Y en ese instante...
Levanta la mirada.
Directo hacia mi ventana.
Directo hacia mí.
Retrocedo. Tropezando con la pared, con el aire, con el miedo.
Mi respiración se acelera. Siento el pecho comprimido, como si el aire se negara a entrar.
—No puede verme. No puede verme... —murmuro, casi sin voz.
Pero algo me dice que sí.
Que lo ha hecho todo sabiendo que yo estaba mirando.
Me deslizo hacia abajo, con la espalda contra la pared. Los ojos abiertos, clavados en la cortina que ahora me oculta.
Y entonces, lo escucho.
—Elena.
Mi nombre. Un susurro que no viene del jardín ni de ningún lugar concreto.
Sino desde aquí. Desde dentro.
Como si hubiera nacido justo al lado de mi oído.
Como si él estuviera... en la habitación.
Abro los ojos de golpe.
No hay nadie.
El corazón me late con tanta fuerza que me cuesta distinguir si es el mío o si alguien más lo está marcando por mí. Las manos me tiemblan.
Trago saliva. Me obligo a respirar hondo.
Me acerco a la ventana, lentamente. Con la cautela de quien está por mirar algo que no quiere ver, pero que no puede ignorar.
Corro apenas la cortina.
Él sigue allí.
Quieto.
Mirando.
Mirándome a mí.
Mi cuerpo se queda inmóvil, como si de pronto hubiera olvidado cómo reaccionar. Mi mente me grita que cierre las cortinas, que corra, que me esconda... pero es como si mi voluntad estuviera atrapada entre sus ojos y los míos, suspendida en ese instante en el que todo lo demás desaparece.

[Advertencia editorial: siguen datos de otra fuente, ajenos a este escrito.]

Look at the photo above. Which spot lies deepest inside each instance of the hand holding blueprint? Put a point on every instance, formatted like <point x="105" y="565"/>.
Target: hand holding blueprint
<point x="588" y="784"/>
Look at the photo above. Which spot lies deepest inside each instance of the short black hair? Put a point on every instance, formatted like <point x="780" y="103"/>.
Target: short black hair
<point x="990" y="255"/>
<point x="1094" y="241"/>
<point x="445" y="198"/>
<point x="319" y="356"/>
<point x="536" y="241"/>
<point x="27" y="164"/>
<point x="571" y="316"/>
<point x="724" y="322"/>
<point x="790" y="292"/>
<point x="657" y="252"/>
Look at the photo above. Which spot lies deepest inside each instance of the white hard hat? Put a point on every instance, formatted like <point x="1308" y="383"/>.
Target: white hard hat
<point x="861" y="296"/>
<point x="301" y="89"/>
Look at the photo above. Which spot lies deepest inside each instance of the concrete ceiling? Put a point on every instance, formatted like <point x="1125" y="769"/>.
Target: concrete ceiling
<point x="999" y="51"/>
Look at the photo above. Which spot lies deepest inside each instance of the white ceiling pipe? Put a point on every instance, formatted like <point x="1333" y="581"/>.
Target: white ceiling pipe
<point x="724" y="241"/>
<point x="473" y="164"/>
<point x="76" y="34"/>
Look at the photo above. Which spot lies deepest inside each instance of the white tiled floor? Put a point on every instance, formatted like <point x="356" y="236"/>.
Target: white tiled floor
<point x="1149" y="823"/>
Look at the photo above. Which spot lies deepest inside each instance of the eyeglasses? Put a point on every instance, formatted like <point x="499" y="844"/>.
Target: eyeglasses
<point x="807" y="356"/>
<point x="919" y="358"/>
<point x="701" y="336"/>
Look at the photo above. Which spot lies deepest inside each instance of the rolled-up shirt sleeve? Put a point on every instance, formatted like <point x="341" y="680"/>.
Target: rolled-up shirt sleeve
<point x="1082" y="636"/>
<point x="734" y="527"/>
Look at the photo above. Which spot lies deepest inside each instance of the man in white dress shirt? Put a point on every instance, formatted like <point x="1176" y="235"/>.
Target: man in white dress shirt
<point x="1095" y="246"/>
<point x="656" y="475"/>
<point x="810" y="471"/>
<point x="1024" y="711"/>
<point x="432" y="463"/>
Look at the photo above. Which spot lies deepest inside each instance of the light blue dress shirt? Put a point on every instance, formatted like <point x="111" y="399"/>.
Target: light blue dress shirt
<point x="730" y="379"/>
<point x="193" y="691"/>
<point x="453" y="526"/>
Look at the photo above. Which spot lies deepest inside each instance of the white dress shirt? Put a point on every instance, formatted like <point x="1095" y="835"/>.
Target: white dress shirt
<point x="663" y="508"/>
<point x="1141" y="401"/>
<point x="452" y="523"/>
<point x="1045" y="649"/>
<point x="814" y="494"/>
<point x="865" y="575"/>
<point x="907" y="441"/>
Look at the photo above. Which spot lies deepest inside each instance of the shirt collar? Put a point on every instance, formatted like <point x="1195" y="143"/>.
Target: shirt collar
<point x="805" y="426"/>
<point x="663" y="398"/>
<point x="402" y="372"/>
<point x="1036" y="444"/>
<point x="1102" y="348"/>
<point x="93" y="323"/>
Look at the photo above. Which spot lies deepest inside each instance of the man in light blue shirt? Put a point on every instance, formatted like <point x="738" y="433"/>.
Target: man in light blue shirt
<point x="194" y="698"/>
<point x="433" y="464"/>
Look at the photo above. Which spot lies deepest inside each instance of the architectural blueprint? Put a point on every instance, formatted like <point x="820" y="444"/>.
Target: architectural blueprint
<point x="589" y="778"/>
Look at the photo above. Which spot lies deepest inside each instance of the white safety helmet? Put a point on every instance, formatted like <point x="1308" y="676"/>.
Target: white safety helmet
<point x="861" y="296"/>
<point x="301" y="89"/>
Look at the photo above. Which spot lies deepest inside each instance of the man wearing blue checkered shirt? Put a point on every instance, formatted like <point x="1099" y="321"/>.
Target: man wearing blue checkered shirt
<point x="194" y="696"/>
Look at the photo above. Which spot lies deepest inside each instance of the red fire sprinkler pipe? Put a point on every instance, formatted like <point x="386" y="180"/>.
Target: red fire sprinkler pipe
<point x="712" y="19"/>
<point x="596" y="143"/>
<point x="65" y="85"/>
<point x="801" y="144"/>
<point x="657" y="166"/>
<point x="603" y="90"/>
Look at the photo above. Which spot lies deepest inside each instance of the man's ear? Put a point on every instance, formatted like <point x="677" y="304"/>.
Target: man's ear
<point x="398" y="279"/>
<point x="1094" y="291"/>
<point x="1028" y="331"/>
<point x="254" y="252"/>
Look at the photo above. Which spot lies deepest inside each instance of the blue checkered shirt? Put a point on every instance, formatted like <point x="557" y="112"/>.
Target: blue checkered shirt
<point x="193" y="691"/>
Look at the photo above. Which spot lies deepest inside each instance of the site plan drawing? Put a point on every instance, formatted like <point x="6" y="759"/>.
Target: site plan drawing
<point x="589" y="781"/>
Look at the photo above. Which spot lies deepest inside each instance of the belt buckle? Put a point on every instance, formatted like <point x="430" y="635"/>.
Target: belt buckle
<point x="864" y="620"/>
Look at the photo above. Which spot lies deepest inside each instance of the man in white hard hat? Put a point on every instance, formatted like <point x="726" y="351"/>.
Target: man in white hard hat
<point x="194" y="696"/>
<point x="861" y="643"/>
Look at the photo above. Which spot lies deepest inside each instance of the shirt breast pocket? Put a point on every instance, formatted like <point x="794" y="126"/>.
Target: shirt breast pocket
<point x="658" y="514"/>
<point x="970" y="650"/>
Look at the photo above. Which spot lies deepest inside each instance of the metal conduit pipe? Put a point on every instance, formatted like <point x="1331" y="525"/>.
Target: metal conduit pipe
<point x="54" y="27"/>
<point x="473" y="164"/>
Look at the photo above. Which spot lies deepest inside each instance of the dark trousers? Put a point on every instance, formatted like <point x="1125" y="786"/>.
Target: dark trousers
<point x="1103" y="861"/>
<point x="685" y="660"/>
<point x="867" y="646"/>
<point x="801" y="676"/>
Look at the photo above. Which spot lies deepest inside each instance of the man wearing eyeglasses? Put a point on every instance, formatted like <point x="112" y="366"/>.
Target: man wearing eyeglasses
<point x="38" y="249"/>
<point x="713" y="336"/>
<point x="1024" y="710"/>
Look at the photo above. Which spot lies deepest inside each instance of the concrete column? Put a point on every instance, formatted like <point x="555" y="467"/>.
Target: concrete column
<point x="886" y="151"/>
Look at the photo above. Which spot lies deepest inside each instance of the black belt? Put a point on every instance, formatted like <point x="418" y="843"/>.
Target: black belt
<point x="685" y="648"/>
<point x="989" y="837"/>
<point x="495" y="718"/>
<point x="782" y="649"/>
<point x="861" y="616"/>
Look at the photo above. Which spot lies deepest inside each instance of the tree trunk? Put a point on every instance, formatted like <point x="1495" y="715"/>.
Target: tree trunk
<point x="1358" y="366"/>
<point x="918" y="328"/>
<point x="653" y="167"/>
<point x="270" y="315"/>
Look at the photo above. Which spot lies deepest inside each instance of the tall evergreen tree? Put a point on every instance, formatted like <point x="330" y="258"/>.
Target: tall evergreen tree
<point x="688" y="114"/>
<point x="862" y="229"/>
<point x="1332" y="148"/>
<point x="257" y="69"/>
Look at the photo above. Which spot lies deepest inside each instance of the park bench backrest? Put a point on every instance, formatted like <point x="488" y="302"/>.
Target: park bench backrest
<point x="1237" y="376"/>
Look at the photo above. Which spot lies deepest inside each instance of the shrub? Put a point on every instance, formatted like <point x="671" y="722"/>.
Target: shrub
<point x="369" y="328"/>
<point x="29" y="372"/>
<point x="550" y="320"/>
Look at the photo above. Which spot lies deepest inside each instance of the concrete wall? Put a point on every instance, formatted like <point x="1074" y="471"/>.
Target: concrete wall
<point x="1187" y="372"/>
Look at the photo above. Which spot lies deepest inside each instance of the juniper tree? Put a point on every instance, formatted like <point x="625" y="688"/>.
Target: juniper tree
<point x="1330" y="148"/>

El latido en mis oídos es tan fuerte que casi opaca el silencio de la casa.
Una parte de mí quiere moverse, quiere gritar, hacer cualquier cosa para cortar esta tensión absurda que me atraviesa, pero no puedo. Solo lo miro. Y él... él sigue ahí, sin moverse un centímetro, con la misma quietud inquietante de alguien que no teme ser descubierto.
No sé cuánto tiempo pasa. ¿Unos segundos? ¿Minutos? La noción de tiempo se ha desdibujado. Pero cuando recupero la capacidad de moverme, mis piernas ya están en marcha. Bajo las escaleras como en trance, sin pensarlo. Como si una fuerza me arrastrara hacia él.
Cada paso resuena hueco contra la madera. Cada latido parece más fuerte que el anterior.
Cuando abro la puerta, una ráfaga de aire helado me golpea de frente. Me estremezco. El jardín está cubierto por una neblina ligera que se mueve con pereza, como si también supiera que algo está a punto de pasar. Camino despacio, sintiendo cómo el frío se cuela por el cuello de mi chaqueta, y aun así... no me detengo.